The path, which follows the twists and turns of a rushing stream, starts out well-paved and easy on the legs, so even families with young children and the elderly can enjoy the scenery. After a couple of miles, the gradient increases and the shops and restaurants get smaller and more spaced out. Supplies have to be brought up by mule, which means there is plenty of traffic on the trail, even at this early hour. The air is cool and welcoming, with the sky bright but the sun not yet risen above the rock walls towering above the sides of the valley.
After an hour of walking, I find what I’m looking for: a friendly, tree-lined, riverside restaurant, nestled in a niche of open space between two imposing crevices. There are no seats, just wide divans, the traditional Persian carpeted and cushioned platforms for eating, relaxing, and sleeping. Removing my shoes and settling in, I order adassi and chai (tea) and listen to the rushing water below and the birdsong from the trees above.

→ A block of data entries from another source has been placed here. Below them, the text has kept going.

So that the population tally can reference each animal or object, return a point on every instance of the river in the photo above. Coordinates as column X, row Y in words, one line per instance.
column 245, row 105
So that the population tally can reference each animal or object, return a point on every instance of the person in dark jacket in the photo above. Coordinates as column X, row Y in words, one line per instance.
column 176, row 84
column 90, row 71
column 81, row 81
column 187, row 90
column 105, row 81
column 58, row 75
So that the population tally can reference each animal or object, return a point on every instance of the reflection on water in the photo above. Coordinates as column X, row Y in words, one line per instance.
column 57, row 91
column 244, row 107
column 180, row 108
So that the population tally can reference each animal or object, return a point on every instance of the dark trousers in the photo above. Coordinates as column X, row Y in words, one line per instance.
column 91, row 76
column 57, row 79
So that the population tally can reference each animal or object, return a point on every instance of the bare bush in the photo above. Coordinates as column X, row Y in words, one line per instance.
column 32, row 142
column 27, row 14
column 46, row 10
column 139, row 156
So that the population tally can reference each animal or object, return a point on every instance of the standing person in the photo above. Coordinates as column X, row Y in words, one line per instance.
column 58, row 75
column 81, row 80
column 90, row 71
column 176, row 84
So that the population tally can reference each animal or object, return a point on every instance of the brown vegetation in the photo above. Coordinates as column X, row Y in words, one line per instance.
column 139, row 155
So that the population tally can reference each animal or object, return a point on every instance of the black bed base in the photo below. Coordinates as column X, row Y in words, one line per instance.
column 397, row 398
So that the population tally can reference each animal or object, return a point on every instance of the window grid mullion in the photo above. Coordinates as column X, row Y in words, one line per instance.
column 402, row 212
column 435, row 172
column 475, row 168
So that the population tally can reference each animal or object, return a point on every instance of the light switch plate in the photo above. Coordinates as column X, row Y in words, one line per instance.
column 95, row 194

The tray arrives minutes later, steaming in the morning air, and I eagerly tuck in, my appetite roused from the hike. The ingredients can vary, but usually include brown lentils, onions, diced potato, and spices, creating a rich, thick, warming broth. The original recipe takes true dedication, since the chef must get up and start cooking well before dawn, simmering the adassi slowly for several hours in a huge cauldron, traditionally over an open fire. It is eaten with bread—here, the sturdy workman’s barbari—and together, they’re enough to fuel a day’s labor or, in my case, an escape up to the higher slopes.
There, you have the reward of seeing Tehran unrolled like a patterned carpet beneath you, stretching almost to the horizon, with the haze below reminding you of the worthwhile effort you’ve made to clear your lungs, exercise your body, refresh your mind, and earn your breakfast.